Glancing at Nos. 2 and 3—Leech's sketch in No. 3 is, by the way, a truthfully graphic reminder to the writer of the first time he [unexpecting] heard and saw a strong Cornish cock-pheasant get up close at his feet—we come to No. 4, which represents the British Lion (as taxpayer) looking askance at the Prince of Wales, aged nine, on whose behalf application had just been made for the purchase of Marlborough House as a residence for the Prince. The portly man in the picture on the wall is a former Prince of Wales, the Regent who became George IV. in 1820, and who is here seen walking by the Pavilion at Brighton, built in 1784-87 as a residence for this Prince of Wales.

3.—BY LEECH. 1850.

No. 5 is very funny, and it is one of the many Punch jokes which are periodically served up afresh in other periodicals. I have read this joke somewhere quite lately, although it came out in Punch nearly fifty years ago.

On this score, does anyone know if the following is a Punch joke? It was lately told to me as a new joke, but I was afraid to send it to Mr. Punch:—

Two London street-Arabs. One is eating an apple, the other gazes enviously, and says, "Gi'e us a bite, Bill." "Sha'n't," says the apple-eater. "Gi'e us the core, then," entreats the non-apple-eater. "There ain't goin' to be no core!" stolidly replies the other, out of his stolidly munching jaws.

4.—THE PRINCE OF WALES AT AGE NINE. BY LEECH, 1850.

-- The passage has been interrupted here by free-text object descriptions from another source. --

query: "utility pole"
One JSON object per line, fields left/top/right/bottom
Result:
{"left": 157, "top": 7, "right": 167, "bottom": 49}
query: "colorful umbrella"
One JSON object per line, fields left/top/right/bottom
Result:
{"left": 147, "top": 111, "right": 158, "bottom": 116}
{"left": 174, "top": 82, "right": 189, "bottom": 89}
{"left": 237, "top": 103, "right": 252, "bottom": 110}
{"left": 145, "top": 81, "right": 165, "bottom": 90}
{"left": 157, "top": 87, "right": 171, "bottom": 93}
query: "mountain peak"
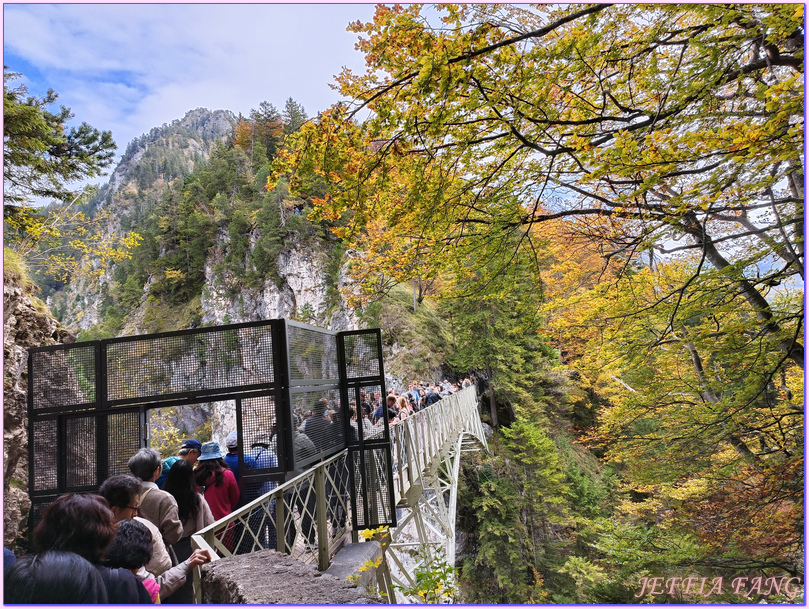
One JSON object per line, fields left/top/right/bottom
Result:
{"left": 93, "top": 108, "right": 237, "bottom": 208}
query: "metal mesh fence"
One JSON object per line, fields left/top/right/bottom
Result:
{"left": 341, "top": 333, "right": 381, "bottom": 380}
{"left": 291, "top": 388, "right": 344, "bottom": 468}
{"left": 64, "top": 415, "right": 97, "bottom": 489}
{"left": 108, "top": 410, "right": 143, "bottom": 477}
{"left": 28, "top": 498, "right": 52, "bottom": 529}
{"left": 240, "top": 395, "right": 278, "bottom": 457}
{"left": 240, "top": 395, "right": 283, "bottom": 503}
{"left": 286, "top": 324, "right": 339, "bottom": 384}
{"left": 105, "top": 324, "right": 275, "bottom": 403}
{"left": 28, "top": 319, "right": 396, "bottom": 539}
{"left": 30, "top": 345, "right": 96, "bottom": 410}
{"left": 352, "top": 446, "right": 394, "bottom": 529}
{"left": 32, "top": 419, "right": 58, "bottom": 492}
{"left": 346, "top": 384, "right": 387, "bottom": 442}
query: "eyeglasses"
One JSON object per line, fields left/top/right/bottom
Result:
{"left": 126, "top": 504, "right": 140, "bottom": 511}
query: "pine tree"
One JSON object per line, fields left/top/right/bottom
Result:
{"left": 282, "top": 97, "right": 308, "bottom": 135}
{"left": 4, "top": 66, "right": 116, "bottom": 208}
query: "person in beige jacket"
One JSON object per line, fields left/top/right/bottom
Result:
{"left": 128, "top": 448, "right": 183, "bottom": 547}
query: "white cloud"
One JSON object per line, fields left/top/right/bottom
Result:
{"left": 4, "top": 3, "right": 377, "bottom": 156}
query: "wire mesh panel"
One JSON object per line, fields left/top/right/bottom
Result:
{"left": 286, "top": 322, "right": 339, "bottom": 385}
{"left": 30, "top": 344, "right": 97, "bottom": 410}
{"left": 28, "top": 498, "right": 54, "bottom": 530}
{"left": 351, "top": 446, "right": 395, "bottom": 529}
{"left": 239, "top": 394, "right": 284, "bottom": 505}
{"left": 337, "top": 329, "right": 395, "bottom": 530}
{"left": 64, "top": 415, "right": 97, "bottom": 490}
{"left": 107, "top": 410, "right": 143, "bottom": 477}
{"left": 345, "top": 384, "right": 388, "bottom": 442}
{"left": 341, "top": 332, "right": 381, "bottom": 380}
{"left": 105, "top": 323, "right": 275, "bottom": 404}
{"left": 31, "top": 419, "right": 58, "bottom": 493}
{"left": 290, "top": 388, "right": 344, "bottom": 469}
{"left": 239, "top": 394, "right": 280, "bottom": 466}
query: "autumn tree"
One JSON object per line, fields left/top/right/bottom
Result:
{"left": 274, "top": 3, "right": 804, "bottom": 585}
{"left": 278, "top": 3, "right": 803, "bottom": 366}
{"left": 4, "top": 66, "right": 145, "bottom": 283}
{"left": 566, "top": 256, "right": 804, "bottom": 574}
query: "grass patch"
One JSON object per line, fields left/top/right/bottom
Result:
{"left": 142, "top": 294, "right": 203, "bottom": 334}
{"left": 3, "top": 247, "right": 34, "bottom": 290}
{"left": 377, "top": 283, "right": 454, "bottom": 382}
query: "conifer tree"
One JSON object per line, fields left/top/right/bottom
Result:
{"left": 4, "top": 66, "right": 116, "bottom": 209}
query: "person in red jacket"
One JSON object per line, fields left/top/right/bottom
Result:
{"left": 193, "top": 442, "right": 239, "bottom": 521}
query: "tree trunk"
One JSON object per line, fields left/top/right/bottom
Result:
{"left": 486, "top": 363, "right": 498, "bottom": 427}
{"left": 684, "top": 338, "right": 763, "bottom": 469}
{"left": 681, "top": 213, "right": 804, "bottom": 370}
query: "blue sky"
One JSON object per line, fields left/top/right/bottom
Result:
{"left": 4, "top": 3, "right": 379, "bottom": 173}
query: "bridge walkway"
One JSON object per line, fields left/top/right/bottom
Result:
{"left": 191, "top": 385, "right": 487, "bottom": 602}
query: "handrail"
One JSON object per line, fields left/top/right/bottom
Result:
{"left": 190, "top": 449, "right": 351, "bottom": 601}
{"left": 389, "top": 386, "right": 486, "bottom": 504}
{"left": 189, "top": 385, "right": 485, "bottom": 602}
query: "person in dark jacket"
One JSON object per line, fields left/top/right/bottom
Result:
{"left": 5, "top": 551, "right": 109, "bottom": 604}
{"left": 424, "top": 386, "right": 442, "bottom": 407}
{"left": 302, "top": 398, "right": 333, "bottom": 453}
{"left": 32, "top": 493, "right": 151, "bottom": 604}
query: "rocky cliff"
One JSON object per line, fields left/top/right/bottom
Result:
{"left": 51, "top": 107, "right": 238, "bottom": 333}
{"left": 3, "top": 263, "right": 74, "bottom": 548}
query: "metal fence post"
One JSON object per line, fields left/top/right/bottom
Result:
{"left": 275, "top": 489, "right": 288, "bottom": 554}
{"left": 314, "top": 464, "right": 330, "bottom": 570}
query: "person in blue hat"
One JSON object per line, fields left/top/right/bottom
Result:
{"left": 193, "top": 442, "right": 239, "bottom": 523}
{"left": 156, "top": 439, "right": 202, "bottom": 489}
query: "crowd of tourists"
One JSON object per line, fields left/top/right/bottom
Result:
{"left": 351, "top": 378, "right": 472, "bottom": 434}
{"left": 4, "top": 379, "right": 471, "bottom": 604}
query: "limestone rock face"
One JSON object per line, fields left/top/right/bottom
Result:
{"left": 200, "top": 240, "right": 361, "bottom": 333}
{"left": 200, "top": 550, "right": 384, "bottom": 604}
{"left": 3, "top": 270, "right": 74, "bottom": 548}
{"left": 54, "top": 107, "right": 237, "bottom": 332}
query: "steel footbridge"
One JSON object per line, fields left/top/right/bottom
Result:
{"left": 190, "top": 386, "right": 487, "bottom": 603}
{"left": 26, "top": 318, "right": 488, "bottom": 603}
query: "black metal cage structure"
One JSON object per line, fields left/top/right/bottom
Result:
{"left": 27, "top": 319, "right": 396, "bottom": 531}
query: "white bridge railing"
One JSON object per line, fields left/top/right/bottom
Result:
{"left": 389, "top": 386, "right": 486, "bottom": 505}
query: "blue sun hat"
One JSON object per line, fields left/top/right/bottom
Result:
{"left": 198, "top": 441, "right": 225, "bottom": 461}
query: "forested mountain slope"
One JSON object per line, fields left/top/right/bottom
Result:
{"left": 47, "top": 102, "right": 361, "bottom": 339}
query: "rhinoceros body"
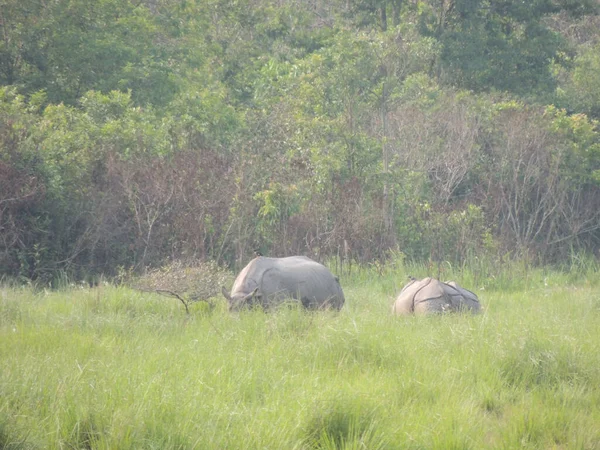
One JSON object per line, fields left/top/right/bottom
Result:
{"left": 392, "top": 277, "right": 481, "bottom": 315}
{"left": 222, "top": 256, "right": 345, "bottom": 311}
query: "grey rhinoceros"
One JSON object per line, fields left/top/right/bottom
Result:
{"left": 392, "top": 277, "right": 481, "bottom": 315}
{"left": 221, "top": 256, "right": 345, "bottom": 311}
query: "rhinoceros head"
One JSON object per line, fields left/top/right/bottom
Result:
{"left": 221, "top": 286, "right": 262, "bottom": 311}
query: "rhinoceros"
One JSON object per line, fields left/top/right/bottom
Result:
{"left": 392, "top": 277, "right": 481, "bottom": 315}
{"left": 221, "top": 256, "right": 345, "bottom": 311}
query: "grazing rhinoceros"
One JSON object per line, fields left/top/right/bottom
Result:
{"left": 392, "top": 277, "right": 481, "bottom": 315}
{"left": 221, "top": 256, "right": 345, "bottom": 311}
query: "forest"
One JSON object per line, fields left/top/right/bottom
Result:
{"left": 2, "top": 0, "right": 600, "bottom": 282}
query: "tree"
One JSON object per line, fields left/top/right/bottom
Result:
{"left": 558, "top": 44, "right": 600, "bottom": 118}
{"left": 0, "top": 0, "right": 179, "bottom": 106}
{"left": 348, "top": 0, "right": 406, "bottom": 30}
{"left": 421, "top": 0, "right": 598, "bottom": 96}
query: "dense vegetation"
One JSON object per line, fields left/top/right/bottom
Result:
{"left": 2, "top": 0, "right": 600, "bottom": 282}
{"left": 1, "top": 265, "right": 599, "bottom": 448}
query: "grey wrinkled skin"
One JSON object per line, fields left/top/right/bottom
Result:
{"left": 392, "top": 277, "right": 481, "bottom": 315}
{"left": 222, "top": 256, "right": 345, "bottom": 311}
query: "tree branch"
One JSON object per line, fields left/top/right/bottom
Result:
{"left": 142, "top": 288, "right": 190, "bottom": 314}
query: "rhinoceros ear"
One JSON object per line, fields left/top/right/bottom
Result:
{"left": 221, "top": 286, "right": 232, "bottom": 301}
{"left": 243, "top": 287, "right": 261, "bottom": 302}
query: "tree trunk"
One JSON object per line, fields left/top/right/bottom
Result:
{"left": 380, "top": 5, "right": 387, "bottom": 31}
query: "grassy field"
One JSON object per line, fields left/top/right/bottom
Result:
{"left": 1, "top": 265, "right": 600, "bottom": 449}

The very clever drawing No. 6 is by Richard Doyle; it was published in 1850, and at the close of that year Doyle left Punch owing to Punch's vigorous attack on "Popery"—the Popery scare got hold of the public mind in 1849, and for some while Punch published scathing cartoons against Roman Catholicism. Doyle being of that faith resigned his position and a good income through purely conscientious motives. Although Doyle left in 1850 his work was seen in Punch as lately as 1864, for when he resigned some of his work was then unpublished. This funny illustration of "A meeting to discuss the principles of Protection and Free Trade" was an outcome of the intensely bitter feeling between the partisans of both sides which marked the carrying-on by Lord John Russell of the system established by Sir Robert Peel in 1846 for throwing open our market-doors to free trade with foreign nations.